The one thing I have going for me is that energy is not a problem. I don’t want to give that up.
So I’ll have to go a different route.
I often talk about the MAV. But now I want to talk about the MDV.
During the most terrifying twenty-three minutes of my life, four of my crewmates and I tried not to shit ourselves while Martinez piloted the MDV down to the surface. It was kind of like being in a tumble-dryer.
First, we descended from Hermes , and decelerated our orbital velocity so we could start falling properly. Everything was smooth until we hit the atmosphere. If you think turbulence is rough in a jetliner going 720 kph, just imagine what it’s like at 28,000 kph.
Several staged sets of chutes deployed automatically to slow our descent, then Martinez manually piloted us to the ground, using the thrusters to slow descent and control our lateral motion.
He’d trained for this for years, and he did his job extraordinarily well.
He exceeded all plausible expectations of landings, putting us just nine meters from the target. The guy just plain owned that landing.
Thanks, Martinez! You may have saved my life!

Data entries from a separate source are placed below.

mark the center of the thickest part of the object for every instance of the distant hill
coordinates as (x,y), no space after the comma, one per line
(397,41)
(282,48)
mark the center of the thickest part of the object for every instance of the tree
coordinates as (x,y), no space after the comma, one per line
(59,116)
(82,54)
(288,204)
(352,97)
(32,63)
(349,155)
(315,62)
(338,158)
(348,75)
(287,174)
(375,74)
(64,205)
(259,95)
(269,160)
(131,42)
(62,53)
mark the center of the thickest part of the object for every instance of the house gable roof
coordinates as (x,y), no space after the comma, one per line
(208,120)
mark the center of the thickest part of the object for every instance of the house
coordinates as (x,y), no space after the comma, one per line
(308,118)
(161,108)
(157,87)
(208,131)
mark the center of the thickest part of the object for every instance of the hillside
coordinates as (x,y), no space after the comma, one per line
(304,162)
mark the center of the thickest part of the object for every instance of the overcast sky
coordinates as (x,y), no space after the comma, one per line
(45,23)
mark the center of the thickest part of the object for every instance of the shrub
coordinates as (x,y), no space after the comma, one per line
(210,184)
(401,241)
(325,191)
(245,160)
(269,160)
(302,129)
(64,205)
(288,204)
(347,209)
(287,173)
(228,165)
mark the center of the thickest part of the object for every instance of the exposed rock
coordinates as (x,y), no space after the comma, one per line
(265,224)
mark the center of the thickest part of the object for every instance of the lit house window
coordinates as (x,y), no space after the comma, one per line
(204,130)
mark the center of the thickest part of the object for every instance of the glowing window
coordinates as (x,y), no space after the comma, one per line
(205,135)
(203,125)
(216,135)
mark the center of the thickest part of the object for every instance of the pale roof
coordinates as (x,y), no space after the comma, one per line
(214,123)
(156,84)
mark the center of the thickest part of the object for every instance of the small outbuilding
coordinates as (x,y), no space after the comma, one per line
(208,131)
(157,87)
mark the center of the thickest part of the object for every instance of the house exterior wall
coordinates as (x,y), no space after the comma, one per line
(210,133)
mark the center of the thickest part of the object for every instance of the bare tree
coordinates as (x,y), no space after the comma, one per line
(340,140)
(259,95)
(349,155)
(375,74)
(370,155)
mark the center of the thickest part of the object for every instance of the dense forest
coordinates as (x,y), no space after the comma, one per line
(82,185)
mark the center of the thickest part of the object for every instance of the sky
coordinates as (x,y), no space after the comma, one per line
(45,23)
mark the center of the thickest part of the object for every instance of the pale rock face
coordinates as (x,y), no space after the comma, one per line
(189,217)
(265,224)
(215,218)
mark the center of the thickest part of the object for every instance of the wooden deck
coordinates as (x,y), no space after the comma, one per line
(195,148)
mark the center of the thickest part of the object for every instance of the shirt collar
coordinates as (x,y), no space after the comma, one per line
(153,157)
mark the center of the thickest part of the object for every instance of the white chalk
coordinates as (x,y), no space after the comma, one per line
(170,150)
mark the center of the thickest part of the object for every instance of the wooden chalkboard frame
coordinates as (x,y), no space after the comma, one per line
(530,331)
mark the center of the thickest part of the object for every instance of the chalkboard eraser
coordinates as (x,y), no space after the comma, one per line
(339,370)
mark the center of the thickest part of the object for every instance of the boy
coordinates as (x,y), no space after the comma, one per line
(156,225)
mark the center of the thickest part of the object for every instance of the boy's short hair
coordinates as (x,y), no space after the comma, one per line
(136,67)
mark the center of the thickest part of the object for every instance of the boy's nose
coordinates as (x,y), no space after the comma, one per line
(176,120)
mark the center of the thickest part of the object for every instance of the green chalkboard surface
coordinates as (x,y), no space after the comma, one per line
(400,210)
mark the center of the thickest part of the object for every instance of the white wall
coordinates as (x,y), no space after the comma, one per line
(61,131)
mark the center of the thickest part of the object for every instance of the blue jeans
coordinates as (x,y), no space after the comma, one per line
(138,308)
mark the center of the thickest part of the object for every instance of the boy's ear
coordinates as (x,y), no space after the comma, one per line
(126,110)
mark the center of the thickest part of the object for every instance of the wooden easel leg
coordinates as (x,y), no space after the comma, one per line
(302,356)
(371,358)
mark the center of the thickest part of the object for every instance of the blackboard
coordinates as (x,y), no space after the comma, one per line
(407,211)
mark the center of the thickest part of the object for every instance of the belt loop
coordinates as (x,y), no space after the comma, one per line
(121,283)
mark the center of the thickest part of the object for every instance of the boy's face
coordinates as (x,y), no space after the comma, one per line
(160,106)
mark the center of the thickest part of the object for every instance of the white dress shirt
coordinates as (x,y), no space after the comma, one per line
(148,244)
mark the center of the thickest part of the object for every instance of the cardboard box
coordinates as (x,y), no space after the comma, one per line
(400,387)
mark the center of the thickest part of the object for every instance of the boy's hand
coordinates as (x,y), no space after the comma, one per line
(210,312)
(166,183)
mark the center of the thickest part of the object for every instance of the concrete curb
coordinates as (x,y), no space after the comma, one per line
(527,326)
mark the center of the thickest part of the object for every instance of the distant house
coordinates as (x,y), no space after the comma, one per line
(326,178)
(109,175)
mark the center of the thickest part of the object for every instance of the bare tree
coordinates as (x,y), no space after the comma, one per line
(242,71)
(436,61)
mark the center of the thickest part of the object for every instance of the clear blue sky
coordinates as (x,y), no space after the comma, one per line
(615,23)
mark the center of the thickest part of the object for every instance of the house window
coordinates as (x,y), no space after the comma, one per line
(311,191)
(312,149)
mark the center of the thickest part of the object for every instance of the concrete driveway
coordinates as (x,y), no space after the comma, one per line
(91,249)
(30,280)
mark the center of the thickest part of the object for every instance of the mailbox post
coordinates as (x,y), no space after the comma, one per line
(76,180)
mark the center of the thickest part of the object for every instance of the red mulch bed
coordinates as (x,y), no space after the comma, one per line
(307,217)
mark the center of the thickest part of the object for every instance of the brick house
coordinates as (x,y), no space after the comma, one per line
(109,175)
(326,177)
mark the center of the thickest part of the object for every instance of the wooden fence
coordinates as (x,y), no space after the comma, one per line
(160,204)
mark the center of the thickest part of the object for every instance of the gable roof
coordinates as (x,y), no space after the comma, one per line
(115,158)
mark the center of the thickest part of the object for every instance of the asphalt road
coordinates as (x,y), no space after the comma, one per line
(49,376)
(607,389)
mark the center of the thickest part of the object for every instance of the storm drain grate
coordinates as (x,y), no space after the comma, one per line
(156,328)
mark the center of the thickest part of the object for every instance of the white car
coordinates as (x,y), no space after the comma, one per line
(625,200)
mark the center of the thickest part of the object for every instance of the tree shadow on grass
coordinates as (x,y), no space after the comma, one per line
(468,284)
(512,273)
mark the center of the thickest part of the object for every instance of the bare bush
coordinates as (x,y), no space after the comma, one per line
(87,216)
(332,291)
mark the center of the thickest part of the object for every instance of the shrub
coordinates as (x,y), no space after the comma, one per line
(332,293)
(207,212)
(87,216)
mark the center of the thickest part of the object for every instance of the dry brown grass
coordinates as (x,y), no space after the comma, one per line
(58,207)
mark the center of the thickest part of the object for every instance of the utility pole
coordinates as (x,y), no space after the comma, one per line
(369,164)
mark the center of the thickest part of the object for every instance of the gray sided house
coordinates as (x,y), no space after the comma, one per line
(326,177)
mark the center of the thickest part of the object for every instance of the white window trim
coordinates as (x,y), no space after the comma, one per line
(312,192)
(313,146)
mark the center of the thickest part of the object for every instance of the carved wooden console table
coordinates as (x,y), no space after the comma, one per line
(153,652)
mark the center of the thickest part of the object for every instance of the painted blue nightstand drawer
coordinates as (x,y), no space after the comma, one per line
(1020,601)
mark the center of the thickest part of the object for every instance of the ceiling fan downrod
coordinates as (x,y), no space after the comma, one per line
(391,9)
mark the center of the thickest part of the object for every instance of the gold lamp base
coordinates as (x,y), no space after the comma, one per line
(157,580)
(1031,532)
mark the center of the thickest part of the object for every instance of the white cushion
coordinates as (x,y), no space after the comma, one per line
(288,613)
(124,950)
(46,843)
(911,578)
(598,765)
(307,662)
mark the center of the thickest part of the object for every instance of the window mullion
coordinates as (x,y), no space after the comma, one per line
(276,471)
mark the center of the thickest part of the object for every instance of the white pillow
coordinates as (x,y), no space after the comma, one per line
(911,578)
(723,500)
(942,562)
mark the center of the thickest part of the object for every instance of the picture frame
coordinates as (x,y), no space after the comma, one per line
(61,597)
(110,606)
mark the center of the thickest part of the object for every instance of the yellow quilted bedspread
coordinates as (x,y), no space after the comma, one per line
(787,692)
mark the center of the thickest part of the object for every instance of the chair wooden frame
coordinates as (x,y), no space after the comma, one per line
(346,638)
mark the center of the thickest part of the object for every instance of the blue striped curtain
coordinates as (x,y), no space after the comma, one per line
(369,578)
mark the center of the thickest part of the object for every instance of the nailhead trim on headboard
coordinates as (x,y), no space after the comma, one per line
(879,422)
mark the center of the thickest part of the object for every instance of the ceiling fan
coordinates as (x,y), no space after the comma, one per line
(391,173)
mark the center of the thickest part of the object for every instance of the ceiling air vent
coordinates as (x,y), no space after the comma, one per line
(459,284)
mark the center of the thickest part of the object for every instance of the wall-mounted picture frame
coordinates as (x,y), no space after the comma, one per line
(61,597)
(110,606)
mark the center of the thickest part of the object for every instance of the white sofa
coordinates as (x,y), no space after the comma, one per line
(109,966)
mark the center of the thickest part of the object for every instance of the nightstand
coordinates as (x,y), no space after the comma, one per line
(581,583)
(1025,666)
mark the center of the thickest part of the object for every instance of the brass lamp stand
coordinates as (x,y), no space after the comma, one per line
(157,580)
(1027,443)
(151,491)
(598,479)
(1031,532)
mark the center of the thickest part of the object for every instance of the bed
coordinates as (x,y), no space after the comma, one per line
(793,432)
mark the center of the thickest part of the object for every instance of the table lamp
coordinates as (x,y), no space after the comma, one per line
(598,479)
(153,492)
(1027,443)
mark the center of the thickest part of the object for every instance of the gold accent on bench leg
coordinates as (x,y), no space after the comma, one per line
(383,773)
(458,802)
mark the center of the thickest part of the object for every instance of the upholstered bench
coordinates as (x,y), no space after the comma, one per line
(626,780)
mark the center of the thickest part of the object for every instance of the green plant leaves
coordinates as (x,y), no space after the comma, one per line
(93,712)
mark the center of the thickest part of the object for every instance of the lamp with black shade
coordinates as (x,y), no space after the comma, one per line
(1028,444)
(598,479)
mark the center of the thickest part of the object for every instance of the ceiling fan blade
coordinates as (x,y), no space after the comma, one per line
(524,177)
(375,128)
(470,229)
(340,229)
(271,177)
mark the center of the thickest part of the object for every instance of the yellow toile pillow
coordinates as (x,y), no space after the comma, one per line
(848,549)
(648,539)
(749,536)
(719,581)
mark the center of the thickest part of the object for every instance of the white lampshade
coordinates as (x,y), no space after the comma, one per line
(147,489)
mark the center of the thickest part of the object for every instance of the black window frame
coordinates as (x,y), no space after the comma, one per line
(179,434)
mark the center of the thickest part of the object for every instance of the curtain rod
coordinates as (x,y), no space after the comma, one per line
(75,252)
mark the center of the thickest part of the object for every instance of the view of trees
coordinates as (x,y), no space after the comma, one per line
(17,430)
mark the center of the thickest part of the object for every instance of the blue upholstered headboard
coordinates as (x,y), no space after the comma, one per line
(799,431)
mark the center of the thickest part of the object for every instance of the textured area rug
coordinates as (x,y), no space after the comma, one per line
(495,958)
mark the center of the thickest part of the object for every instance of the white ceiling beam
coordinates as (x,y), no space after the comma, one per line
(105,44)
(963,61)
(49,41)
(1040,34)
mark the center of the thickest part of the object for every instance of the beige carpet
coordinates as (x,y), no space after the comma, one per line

Not because of the perfect landing, but because he left so much fuel behind. Hundreds of liters of unused hydrazine. Each molecule of hydrazine has four hydrogen atoms in it. So each liter of hydrazine has enough hydrogen for two liters of water.
I did a little EVA today to check. The MDV has 292 liters of juice left in the tanks. Enough to make almost 600 liters of water! Way more than I need!
There’s just one catch: Liberating hydrogen from hydrazine is…well…it’s how rockets work. It’s really, really hot. And dangerous. If I do it in an oxygen atmosphere, the hot and newly liberated hydrogen will explode. There’ll be a lot of H 2 O at the end, but I’ll be too dead to appreciate it.
At its root, hydrazine is pretty simple. The Germans used it as far back as World War II for rocket-assisted fighter fuel (and occasionally blew themselves up with it).
All you have to do is run it over a catalyst (which I can extract from the MDV engine) and it will turn into nitrogen and hydrogen.
I’ll spare you the chemistry, but the end result is that five molecules of hydrazine becomes five molecules of harmless N 2 and ten molecules of lovely H 2 .
During this process, it goes through an intermediate step of being ammonia.
Chemistry, being the sloppy bitch it is, ensures there’ll be some ammonia that doesn’t react with the hydrazine, so it’ll just stay ammonia.
You like the smell of ammonia? Well, it’ll be prevalent in my increasingly hellish existence.
The chemistry is on my side. The question now is how do I actually make this reaction happen slowly, and how do I collect the hydrogen? The answer is: I don’t know.
I suppose I’ll think of something. Or die.
Anyway, much more important: I simply can’t abide the replacement of Chrissy with Cindy. Three’s Company may never be the same after this fiasco. Time will tell.